I took lots of photos of graffiti and, my latest photographic interest, colours, eg lots of walls and brightly coloured corrugated tin.  It was lovely to be walking around Reykjavik again.  I had a peep in the window of The Icelandic Phallological Museum, a concept which horrifies me.  The “Member of the Month” was on display in the window, a distressingly large skyward-pointing giraffe penis encased in a cylinder of embalming fluid.  I also spotted a souvenir t-shirt with the museum’s name and the logo: “This Museum is not for Pussies”.  I felt somewhat prudish and that I shouldn’t be gawping, but I had a snigger to myself.  They seemed to have some rather, erm, unique souvenirs too, ranging from keyrings to hats, all featuring appendages suitable for the museum’s niche subject matter!

I managed to re-caffeinate myself at my favourite cafe, Litli Bóndabærinn , open today, though the owner (from Kent!) warned that he was using milk from special-grass cows, or some such, so the milk wouldn’t froth.  It had a distinctive flavour, which I think was ok, but possibly a bit cowy, like goat milk can be goaty.

The flea market was my main purpose for going into town today so, with a few graffiti photo opportunities, I headed straight there.  I was distracted somewhat by a slightly odd looking man sitting on a low wall with a small backpack, attached to which were maybe six different balloon dogs and animals.  I had wanted to take a photo of him but he stood up before I could move somewhere discreet.  I carried on walking but on hearing an almighty pop, I turned round.  He proceeded to unfasten each balloon animal from his backpack, lay them one by one on the pavement and stamp on them.  Quite a lot of people watched in horror, for it seemed cruel to be stamping on balloon animals.  I found it oddly disturbing, though I did get a few photos, including one of his sandaled foot poised to decimate another animal!

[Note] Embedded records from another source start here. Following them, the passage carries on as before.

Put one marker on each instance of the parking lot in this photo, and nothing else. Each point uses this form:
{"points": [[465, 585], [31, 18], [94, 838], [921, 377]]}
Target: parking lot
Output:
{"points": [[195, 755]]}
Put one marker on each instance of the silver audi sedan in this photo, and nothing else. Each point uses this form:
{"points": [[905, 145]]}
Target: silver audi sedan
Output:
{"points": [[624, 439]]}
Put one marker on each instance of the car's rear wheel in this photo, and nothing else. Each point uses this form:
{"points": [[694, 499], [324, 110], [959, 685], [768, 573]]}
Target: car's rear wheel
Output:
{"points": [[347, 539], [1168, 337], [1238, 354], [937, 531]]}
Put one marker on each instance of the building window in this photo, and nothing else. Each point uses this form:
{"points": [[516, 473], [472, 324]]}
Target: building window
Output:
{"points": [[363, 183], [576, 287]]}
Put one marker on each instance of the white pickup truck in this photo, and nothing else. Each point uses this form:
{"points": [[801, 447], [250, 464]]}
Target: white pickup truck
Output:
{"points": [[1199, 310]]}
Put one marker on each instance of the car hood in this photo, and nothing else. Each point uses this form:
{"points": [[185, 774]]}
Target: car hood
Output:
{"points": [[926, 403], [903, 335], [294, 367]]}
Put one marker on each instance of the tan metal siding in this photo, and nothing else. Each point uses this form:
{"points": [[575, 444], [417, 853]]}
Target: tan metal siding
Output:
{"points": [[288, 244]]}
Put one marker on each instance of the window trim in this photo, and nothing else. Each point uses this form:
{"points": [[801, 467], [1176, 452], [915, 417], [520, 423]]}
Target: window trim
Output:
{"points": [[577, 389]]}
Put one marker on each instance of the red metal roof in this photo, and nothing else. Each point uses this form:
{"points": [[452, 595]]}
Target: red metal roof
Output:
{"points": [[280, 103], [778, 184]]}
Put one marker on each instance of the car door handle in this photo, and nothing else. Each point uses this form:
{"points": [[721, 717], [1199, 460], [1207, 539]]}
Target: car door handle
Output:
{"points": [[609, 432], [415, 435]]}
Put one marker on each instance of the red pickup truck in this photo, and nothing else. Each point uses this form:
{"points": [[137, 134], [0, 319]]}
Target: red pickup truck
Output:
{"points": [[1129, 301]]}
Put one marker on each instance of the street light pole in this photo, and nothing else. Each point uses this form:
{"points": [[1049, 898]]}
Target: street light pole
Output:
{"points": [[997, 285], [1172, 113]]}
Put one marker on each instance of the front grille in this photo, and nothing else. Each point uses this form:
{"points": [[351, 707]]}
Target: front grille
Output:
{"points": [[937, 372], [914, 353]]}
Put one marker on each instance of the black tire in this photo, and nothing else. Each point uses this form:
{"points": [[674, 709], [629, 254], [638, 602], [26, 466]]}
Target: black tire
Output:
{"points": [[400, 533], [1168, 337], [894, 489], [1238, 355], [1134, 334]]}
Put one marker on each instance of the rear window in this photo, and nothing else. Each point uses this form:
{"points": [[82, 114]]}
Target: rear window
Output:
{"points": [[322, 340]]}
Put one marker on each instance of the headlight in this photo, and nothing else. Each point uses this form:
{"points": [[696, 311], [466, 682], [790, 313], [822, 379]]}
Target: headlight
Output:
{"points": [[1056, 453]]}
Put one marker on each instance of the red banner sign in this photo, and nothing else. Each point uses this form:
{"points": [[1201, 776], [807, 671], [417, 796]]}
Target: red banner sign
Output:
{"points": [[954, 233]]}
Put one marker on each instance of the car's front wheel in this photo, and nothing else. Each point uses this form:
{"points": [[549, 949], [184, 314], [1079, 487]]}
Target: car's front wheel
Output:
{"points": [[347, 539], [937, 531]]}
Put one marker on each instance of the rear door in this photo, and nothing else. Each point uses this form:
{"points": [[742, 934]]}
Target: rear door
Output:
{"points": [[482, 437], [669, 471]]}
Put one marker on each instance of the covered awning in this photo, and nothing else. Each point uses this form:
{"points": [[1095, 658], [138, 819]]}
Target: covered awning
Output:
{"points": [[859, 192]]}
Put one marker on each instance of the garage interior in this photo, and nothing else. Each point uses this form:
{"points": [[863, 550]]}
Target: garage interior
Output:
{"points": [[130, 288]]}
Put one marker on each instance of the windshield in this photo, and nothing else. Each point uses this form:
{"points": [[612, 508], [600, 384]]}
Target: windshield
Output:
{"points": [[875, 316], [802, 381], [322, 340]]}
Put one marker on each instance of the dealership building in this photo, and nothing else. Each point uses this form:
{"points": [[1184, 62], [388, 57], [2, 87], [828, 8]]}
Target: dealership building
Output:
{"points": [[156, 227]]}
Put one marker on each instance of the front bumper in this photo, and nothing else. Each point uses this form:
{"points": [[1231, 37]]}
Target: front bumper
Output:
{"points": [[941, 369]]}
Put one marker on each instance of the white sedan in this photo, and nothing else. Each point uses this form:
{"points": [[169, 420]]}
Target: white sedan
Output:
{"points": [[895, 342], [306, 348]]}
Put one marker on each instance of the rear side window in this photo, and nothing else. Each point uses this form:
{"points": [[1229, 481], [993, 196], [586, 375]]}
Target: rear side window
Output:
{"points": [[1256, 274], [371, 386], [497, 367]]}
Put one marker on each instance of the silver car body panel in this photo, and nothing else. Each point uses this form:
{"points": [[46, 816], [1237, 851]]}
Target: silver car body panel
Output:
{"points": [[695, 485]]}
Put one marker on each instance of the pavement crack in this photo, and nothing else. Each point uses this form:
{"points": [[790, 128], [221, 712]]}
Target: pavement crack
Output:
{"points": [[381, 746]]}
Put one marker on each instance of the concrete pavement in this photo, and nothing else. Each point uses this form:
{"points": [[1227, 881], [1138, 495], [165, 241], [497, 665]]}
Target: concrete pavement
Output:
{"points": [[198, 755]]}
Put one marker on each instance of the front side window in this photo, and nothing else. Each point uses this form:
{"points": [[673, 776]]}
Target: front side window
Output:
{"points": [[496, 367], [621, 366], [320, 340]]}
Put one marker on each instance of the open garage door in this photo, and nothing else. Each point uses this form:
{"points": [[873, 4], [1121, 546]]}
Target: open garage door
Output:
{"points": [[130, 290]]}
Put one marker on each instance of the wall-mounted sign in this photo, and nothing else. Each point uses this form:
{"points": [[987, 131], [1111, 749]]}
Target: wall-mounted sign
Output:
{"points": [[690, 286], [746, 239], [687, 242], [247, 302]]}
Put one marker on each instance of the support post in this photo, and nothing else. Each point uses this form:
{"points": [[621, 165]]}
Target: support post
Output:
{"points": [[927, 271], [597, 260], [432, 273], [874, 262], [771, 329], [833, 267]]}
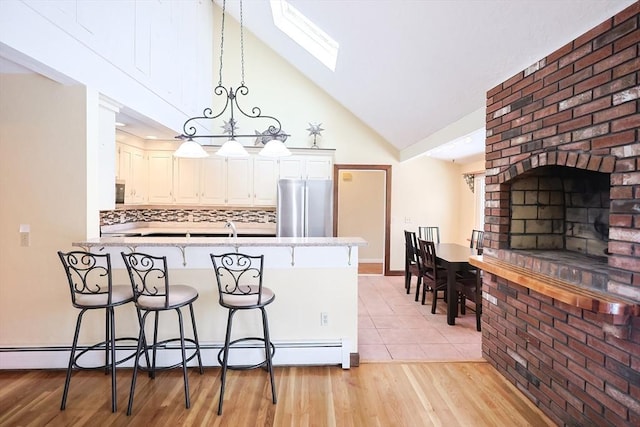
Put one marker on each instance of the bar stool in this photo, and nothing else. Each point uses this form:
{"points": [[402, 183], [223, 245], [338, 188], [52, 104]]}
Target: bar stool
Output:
{"points": [[239, 278], [90, 283], [152, 294]]}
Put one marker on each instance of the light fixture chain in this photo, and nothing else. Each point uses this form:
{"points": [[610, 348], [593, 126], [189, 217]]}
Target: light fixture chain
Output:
{"points": [[241, 44], [224, 8]]}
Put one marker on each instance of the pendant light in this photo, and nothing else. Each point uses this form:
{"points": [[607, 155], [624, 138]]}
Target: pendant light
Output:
{"points": [[232, 109]]}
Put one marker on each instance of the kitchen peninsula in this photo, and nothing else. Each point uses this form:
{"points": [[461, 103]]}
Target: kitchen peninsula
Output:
{"points": [[314, 319]]}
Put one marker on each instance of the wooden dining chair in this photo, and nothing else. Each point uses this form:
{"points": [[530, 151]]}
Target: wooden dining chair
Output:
{"points": [[429, 234], [411, 264], [435, 275]]}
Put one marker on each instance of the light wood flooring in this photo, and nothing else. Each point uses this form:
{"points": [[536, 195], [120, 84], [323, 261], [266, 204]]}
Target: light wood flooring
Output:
{"points": [[373, 394], [394, 385]]}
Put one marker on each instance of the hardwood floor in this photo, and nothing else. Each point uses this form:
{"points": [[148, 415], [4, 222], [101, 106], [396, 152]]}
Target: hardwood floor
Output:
{"points": [[374, 394]]}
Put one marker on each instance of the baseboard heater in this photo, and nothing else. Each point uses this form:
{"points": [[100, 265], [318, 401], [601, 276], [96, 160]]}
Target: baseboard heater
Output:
{"points": [[323, 352]]}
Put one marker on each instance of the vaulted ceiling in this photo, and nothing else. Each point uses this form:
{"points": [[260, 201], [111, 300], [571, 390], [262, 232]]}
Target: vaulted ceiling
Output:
{"points": [[410, 68]]}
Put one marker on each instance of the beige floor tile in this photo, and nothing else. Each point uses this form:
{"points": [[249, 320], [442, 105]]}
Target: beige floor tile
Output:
{"points": [[392, 326]]}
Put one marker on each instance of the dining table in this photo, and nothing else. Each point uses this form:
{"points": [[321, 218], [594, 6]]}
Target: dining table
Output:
{"points": [[453, 257]]}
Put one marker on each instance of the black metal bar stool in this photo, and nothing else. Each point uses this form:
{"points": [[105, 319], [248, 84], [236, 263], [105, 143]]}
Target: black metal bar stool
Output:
{"points": [[152, 294], [90, 283], [239, 278]]}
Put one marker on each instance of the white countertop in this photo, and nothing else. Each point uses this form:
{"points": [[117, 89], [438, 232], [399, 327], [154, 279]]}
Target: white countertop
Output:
{"points": [[185, 228], [194, 241]]}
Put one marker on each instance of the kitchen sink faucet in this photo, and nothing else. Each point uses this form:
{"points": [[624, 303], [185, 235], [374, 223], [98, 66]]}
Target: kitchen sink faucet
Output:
{"points": [[233, 232]]}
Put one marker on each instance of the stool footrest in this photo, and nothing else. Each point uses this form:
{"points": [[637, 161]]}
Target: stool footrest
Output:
{"points": [[163, 344], [246, 367], [100, 346]]}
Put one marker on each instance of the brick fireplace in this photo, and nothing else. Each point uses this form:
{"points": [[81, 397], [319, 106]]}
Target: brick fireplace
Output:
{"points": [[561, 262]]}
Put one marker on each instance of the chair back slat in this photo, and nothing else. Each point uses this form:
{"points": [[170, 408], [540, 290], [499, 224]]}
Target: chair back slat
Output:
{"points": [[477, 238], [148, 274], [238, 274], [411, 247], [430, 234], [428, 258], [87, 273]]}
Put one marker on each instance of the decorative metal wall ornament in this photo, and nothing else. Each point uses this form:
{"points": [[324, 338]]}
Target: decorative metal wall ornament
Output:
{"points": [[315, 129], [470, 179], [232, 107], [263, 137]]}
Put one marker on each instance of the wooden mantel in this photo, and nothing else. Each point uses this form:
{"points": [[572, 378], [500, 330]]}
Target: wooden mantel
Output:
{"points": [[565, 292]]}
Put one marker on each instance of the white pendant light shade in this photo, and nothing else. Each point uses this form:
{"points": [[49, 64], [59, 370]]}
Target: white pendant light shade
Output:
{"points": [[232, 148], [274, 148], [190, 149]]}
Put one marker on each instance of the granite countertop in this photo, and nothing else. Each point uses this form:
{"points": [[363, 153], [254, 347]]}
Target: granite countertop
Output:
{"points": [[130, 241], [185, 228]]}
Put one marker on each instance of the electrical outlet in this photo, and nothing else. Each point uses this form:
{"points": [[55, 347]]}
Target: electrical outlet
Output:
{"points": [[324, 318]]}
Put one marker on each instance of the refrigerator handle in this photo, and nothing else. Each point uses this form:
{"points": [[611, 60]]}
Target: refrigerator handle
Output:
{"points": [[305, 192]]}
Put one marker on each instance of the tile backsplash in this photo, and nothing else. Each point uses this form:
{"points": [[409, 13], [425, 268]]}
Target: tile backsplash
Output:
{"points": [[124, 216]]}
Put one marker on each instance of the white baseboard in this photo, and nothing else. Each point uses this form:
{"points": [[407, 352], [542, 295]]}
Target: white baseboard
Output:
{"points": [[287, 354]]}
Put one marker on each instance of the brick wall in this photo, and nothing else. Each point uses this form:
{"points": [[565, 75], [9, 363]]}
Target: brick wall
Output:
{"points": [[576, 108], [579, 367]]}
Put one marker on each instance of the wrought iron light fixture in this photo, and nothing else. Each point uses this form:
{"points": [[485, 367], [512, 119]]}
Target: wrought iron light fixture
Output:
{"points": [[470, 179], [273, 137]]}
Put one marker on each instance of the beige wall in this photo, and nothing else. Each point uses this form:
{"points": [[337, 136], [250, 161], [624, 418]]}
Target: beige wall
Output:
{"points": [[43, 183], [361, 201]]}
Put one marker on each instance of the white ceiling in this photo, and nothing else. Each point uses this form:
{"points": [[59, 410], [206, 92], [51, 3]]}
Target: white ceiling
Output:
{"points": [[409, 68]]}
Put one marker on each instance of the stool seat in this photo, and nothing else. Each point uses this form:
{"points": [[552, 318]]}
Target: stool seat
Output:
{"points": [[180, 295], [120, 294], [252, 298]]}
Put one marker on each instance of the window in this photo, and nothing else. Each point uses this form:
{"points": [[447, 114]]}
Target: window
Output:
{"points": [[304, 32]]}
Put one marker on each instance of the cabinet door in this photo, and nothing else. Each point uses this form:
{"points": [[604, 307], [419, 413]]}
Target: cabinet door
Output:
{"points": [[319, 167], [160, 188], [186, 180], [133, 170], [213, 180], [292, 167], [265, 180], [239, 182]]}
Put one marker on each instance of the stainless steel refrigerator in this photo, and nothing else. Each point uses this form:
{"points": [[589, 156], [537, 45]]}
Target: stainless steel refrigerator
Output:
{"points": [[305, 208]]}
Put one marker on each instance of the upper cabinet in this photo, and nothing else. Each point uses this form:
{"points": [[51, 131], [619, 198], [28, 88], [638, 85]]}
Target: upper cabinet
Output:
{"points": [[160, 185], [306, 167], [156, 177], [133, 171]]}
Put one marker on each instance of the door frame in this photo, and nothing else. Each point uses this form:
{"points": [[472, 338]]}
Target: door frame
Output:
{"points": [[387, 213]]}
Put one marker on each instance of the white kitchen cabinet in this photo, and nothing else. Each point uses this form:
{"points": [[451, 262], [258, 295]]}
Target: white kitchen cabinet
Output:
{"points": [[186, 180], [200, 181], [265, 181], [306, 167], [292, 167], [160, 187], [133, 171], [213, 180], [239, 181]]}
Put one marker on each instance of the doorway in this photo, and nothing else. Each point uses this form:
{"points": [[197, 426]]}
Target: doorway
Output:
{"points": [[362, 207]]}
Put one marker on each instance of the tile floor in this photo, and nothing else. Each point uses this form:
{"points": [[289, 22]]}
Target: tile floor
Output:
{"points": [[393, 327]]}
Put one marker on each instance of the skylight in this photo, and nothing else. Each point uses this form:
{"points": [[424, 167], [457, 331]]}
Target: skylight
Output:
{"points": [[304, 32]]}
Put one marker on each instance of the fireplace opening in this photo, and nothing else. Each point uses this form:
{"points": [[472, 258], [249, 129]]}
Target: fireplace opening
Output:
{"points": [[560, 208]]}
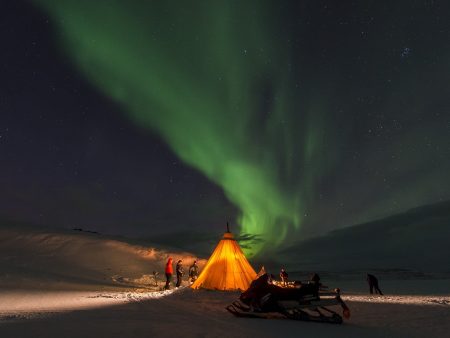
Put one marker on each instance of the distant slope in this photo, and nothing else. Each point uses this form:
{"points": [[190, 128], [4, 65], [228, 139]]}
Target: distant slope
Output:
{"points": [[417, 239], [76, 260]]}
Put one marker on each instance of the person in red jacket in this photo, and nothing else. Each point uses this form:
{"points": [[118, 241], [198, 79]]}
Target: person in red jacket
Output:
{"points": [[169, 272]]}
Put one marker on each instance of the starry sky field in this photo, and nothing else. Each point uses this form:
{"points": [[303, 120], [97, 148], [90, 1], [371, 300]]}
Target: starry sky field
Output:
{"points": [[163, 120]]}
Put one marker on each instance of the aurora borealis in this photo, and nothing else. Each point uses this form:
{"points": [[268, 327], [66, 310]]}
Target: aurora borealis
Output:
{"points": [[307, 115]]}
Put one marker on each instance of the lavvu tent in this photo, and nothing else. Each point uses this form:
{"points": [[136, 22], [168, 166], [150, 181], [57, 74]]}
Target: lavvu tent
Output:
{"points": [[227, 268]]}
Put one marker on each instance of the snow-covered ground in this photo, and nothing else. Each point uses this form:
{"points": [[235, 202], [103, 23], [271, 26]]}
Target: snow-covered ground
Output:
{"points": [[201, 313], [78, 285]]}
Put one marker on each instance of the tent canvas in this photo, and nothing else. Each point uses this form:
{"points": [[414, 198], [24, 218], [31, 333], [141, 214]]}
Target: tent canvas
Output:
{"points": [[227, 268]]}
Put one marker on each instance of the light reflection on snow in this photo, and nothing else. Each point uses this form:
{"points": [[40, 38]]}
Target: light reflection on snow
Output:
{"points": [[19, 304], [403, 299]]}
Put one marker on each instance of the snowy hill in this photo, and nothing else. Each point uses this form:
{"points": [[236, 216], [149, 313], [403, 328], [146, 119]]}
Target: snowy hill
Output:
{"points": [[41, 259]]}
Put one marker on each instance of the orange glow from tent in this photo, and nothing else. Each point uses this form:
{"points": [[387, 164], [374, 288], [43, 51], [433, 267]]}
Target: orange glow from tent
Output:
{"points": [[227, 268]]}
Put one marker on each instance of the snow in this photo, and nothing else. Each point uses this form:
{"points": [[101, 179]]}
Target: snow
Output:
{"points": [[114, 296]]}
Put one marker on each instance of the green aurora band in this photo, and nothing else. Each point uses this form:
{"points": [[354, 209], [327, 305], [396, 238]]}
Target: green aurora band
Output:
{"points": [[213, 79]]}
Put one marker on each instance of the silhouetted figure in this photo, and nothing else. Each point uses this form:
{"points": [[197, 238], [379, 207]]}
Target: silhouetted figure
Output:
{"points": [[373, 284], [193, 272], [283, 276], [169, 273], [180, 272]]}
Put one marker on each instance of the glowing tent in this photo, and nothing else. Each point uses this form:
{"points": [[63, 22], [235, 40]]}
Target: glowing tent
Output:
{"points": [[227, 268]]}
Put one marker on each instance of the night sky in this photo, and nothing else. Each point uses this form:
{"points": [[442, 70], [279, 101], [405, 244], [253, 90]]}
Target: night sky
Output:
{"points": [[162, 120]]}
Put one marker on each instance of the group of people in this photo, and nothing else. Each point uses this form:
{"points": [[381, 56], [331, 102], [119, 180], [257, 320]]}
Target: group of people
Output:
{"points": [[193, 272]]}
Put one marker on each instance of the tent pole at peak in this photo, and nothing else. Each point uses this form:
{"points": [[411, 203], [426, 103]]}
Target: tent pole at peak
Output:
{"points": [[227, 267]]}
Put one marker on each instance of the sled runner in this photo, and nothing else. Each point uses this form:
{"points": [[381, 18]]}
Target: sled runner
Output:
{"points": [[305, 302]]}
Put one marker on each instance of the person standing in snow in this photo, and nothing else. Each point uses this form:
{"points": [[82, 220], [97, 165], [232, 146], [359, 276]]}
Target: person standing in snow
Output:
{"points": [[193, 272], [180, 272], [169, 273], [373, 284]]}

I got a chunk of lightly smoked salmon from the stall I love within the market, Depla, and had a wander around the large indoor market.  As usual, I convinced myself I wanted a typical icelandic wool jumper, complete with a distinctive pattern.  I have spent a long time trying these on in the past.  They do not suit me, largely because, as I see it, they are not designed for women with large busts, both because the wool is chunky and the necks are high.  I did, however, feel a need to remind myself they don’t suit me by trying some on, second hand so a bit cheaper, though the one I really liked was still c£80.  It really was lovely, sheep white with dark green neck and upper chest patterning.  So lovely.  It was my size.  But I could see it made me look more enormous than is necessary.  I put it back and didn’t look at any other jumpers.  I’m thinking my jumper obsession could be over!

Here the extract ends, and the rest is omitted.